The trial for seven teenagers and an adult charged with manslaughter after an attack on a volunteer soccer linesman at a youth match in the Netherlands began yesterday.
The hearing in Lelystad is mostly closed to the media due to the young age of most of the suspects. It began with testimony from four different forensic experts debating the exact cause of Richard Nieuwenhuizen’s death.
Nieuwenhuizen, 41, died in December after he was allegedly kicked several times in the head by enraged youth players shortly after the final whistle at an amateur game.
Nieuwenhuizen died shortly afterwards in hospital, leading to much soul-searching in the soccer-mad Netherlands, while the teenaged boys and one of their fathers were charged with manslaughter.
The Netherlands’ National Forensics Institute concluded he was killed as a result of injuries sustained during the attack. Each of the defendants has his own lawyer. They are expected to argue that Nieuwenhuizen had an underlying condition that contributed to his death or caused it.

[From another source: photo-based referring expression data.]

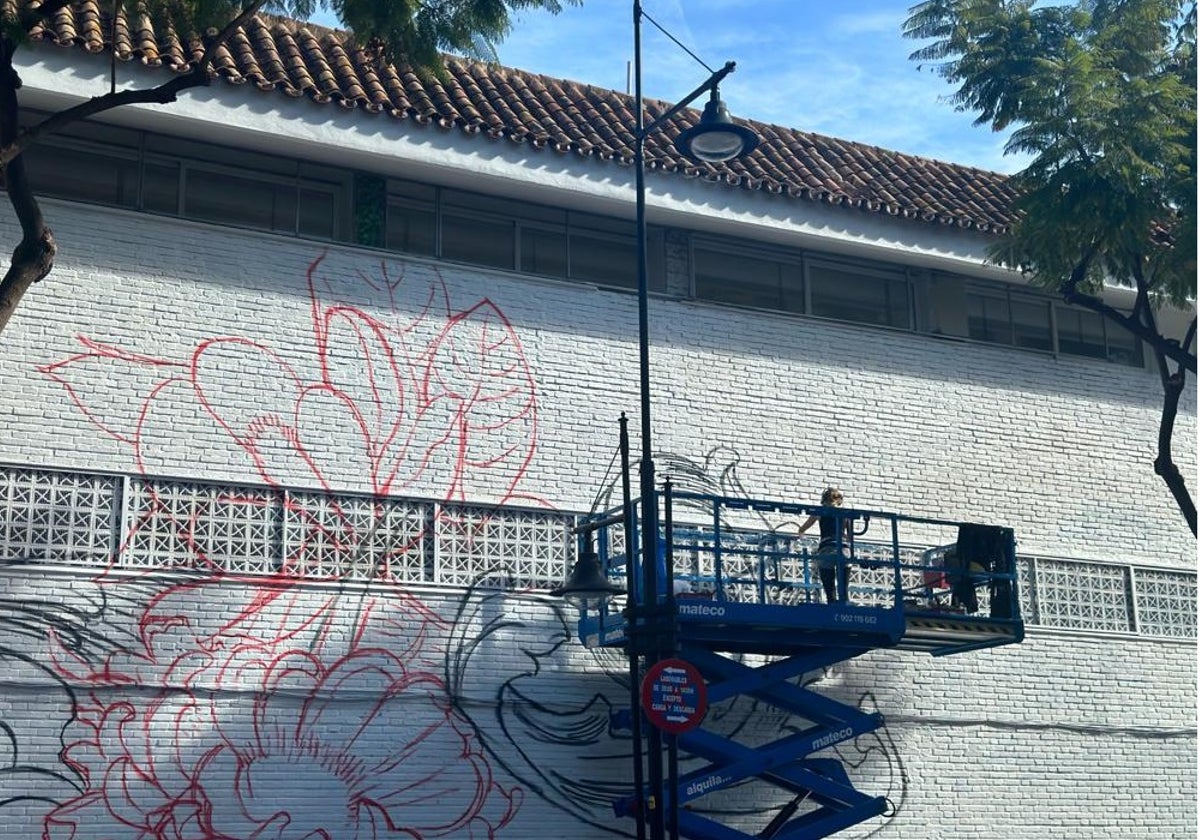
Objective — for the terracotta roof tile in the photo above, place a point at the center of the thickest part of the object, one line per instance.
(503, 103)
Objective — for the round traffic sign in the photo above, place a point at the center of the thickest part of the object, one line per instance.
(675, 696)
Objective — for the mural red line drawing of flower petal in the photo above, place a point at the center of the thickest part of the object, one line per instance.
(85, 376)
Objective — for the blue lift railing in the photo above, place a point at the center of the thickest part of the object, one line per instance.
(737, 579)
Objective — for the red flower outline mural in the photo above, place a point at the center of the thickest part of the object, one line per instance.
(288, 713)
(423, 399)
(264, 729)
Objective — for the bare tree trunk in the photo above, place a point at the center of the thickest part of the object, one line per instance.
(1164, 463)
(34, 256)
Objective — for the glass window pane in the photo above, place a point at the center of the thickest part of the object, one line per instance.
(318, 214)
(481, 241)
(604, 259)
(1031, 324)
(988, 318)
(84, 175)
(160, 187)
(737, 279)
(412, 228)
(544, 252)
(1080, 334)
(233, 199)
(1123, 347)
(865, 298)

Gerard Spong, one of the Netherlands’ most prominent criminal defense attorneys, summoned British forensics expert Christopher Milroy to testify that Nieuwenhuizen may have suffered from a rare genetic condition that weakened his aorta.

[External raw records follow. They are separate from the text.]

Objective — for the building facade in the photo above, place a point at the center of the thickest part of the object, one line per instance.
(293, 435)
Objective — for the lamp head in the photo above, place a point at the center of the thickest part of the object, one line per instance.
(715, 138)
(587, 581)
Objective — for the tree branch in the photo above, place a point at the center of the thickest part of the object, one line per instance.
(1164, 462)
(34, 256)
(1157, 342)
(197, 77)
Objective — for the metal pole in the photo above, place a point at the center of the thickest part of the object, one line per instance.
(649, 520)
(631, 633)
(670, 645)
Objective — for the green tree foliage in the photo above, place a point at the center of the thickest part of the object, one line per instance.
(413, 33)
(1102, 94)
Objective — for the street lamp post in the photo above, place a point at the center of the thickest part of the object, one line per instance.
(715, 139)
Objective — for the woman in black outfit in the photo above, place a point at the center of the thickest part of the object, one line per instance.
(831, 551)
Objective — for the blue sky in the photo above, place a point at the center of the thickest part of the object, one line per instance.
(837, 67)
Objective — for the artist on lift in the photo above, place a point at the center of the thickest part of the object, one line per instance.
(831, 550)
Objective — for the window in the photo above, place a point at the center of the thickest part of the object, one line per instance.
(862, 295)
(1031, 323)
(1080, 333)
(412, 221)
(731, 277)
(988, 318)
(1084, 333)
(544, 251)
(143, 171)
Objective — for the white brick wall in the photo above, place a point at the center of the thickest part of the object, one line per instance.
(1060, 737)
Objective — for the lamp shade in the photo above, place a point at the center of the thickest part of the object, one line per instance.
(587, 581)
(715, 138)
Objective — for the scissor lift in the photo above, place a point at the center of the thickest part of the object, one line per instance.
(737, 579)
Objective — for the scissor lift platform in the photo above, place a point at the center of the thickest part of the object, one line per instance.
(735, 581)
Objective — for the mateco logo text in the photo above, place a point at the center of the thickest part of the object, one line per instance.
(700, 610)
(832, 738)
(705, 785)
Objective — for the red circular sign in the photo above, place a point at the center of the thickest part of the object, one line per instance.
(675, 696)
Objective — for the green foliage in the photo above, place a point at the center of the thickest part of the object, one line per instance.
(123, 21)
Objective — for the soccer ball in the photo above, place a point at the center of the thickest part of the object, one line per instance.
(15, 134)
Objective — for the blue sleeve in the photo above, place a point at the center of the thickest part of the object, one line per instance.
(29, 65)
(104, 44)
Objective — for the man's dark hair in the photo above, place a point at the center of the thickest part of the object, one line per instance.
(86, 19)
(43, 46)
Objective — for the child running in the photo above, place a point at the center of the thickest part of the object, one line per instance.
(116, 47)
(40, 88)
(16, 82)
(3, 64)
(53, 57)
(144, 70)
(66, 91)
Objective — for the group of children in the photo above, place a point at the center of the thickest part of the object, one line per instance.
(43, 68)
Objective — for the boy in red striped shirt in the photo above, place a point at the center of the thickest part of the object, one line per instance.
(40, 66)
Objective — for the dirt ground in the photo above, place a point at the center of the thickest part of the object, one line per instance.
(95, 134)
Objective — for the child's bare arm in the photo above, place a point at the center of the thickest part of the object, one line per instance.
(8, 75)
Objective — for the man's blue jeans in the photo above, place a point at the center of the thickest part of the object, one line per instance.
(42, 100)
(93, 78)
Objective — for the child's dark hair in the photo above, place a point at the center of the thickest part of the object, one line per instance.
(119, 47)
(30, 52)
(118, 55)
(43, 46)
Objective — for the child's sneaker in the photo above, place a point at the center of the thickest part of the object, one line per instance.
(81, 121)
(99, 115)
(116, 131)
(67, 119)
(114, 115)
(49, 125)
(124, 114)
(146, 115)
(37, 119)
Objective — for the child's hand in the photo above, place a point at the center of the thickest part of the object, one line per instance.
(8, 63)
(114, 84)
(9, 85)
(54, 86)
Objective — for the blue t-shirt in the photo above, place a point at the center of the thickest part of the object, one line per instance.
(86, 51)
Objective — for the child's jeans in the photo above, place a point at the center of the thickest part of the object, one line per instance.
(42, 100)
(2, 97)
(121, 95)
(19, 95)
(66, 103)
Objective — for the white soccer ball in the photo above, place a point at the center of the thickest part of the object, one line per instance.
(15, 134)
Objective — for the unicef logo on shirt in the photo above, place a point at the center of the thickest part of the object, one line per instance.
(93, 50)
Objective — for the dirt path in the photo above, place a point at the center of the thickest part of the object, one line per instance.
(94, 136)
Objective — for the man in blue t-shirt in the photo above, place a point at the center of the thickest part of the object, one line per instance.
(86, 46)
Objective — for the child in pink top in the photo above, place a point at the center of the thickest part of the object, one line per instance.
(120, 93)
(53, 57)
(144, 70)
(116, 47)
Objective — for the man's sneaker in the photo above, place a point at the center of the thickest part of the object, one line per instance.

“An independent pathologist is to testify that his investigation found that the linesman may have died of a number of causes including a spontaneous tear in his carotid artery,” defense lawyer Sydney Smeets told reporters.

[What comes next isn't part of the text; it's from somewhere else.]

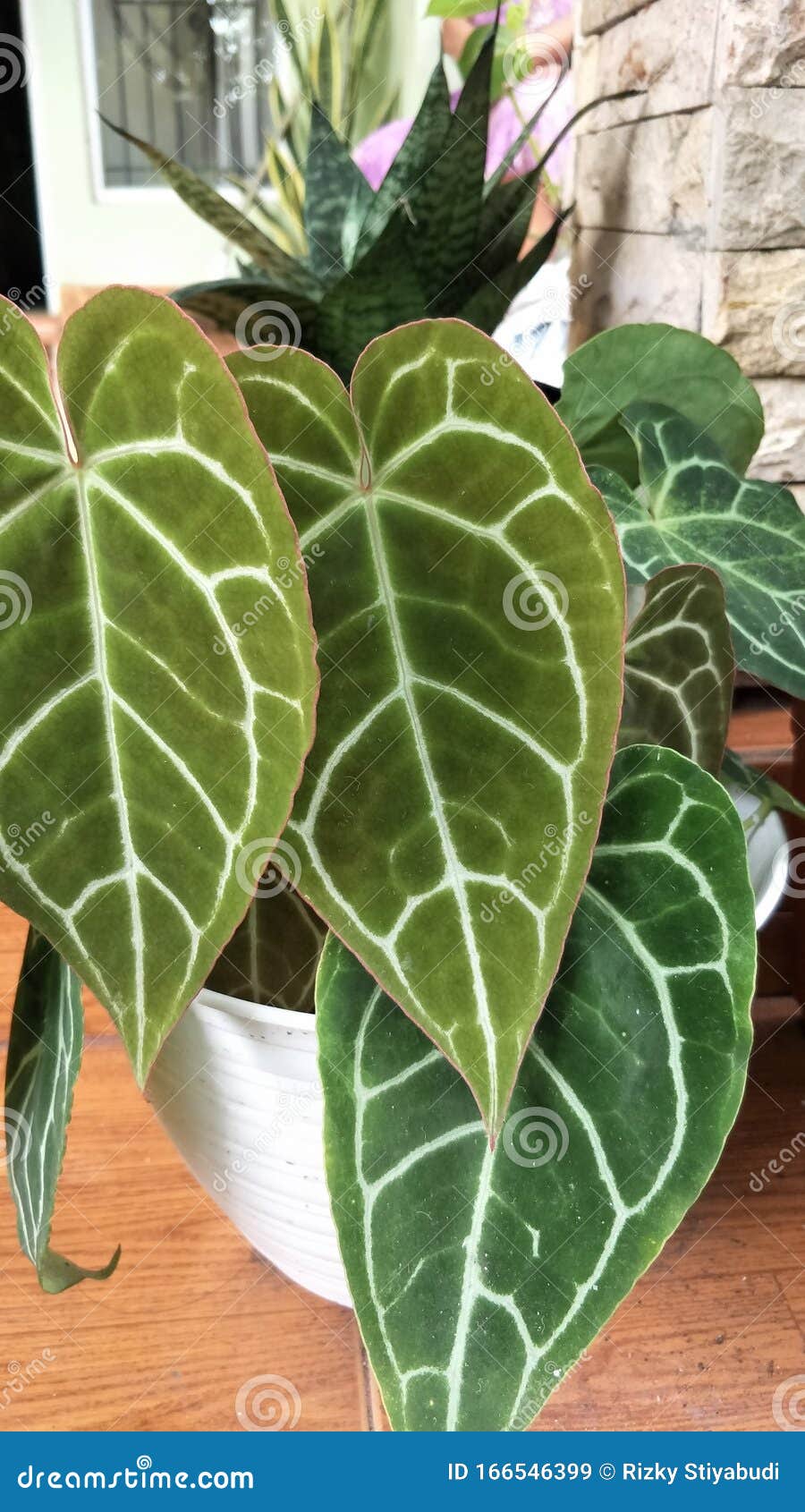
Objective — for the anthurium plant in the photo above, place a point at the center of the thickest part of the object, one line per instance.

The left and right carotid arteries deliver blood to the brain through the sides of the neck.
“Therefore, what we’re saying is that there is no reason to believe that Richard Nieuwenhuizen died as a result of kicks he may have received, but could have died of many other causes,” Smeets said ahead of the trial.
The seven youths and one man, identified only as El-Hasan D, 51, say they are innocent of wrongdoing. Only one of them has acknowledged having touched Nieuwenhuizen, saying that he may have kicked at his shoulder
The youths and El-Hasan are charged with manslaughter, public violence and brutality. Six of the youths, aged between 16 and 17 at the time, as well as El-Hasan, have been held in custody pending the hearing while the seventh teenager, aged 15, was freed, but faces similar charges.
All eight are connected to, or are members of, the Nieuw Sloten football club, which played against Nieuwenhuizen’s Buitenboys Club in Almere, east of Amsterdam, when the attack occurred.
Nieuwenhuizen officiated as a linesman in the under-17 match, in which his own son also played, and was set upon immediately after by members of the Nieuw Sloten club. He was allegedly kicked several times in the head, but got up and went home. He became ill a few hours later and died the following day in hospital with his family at his side.
Should the teenage suspects be found guilty, they face one to two years in a juvenile facility.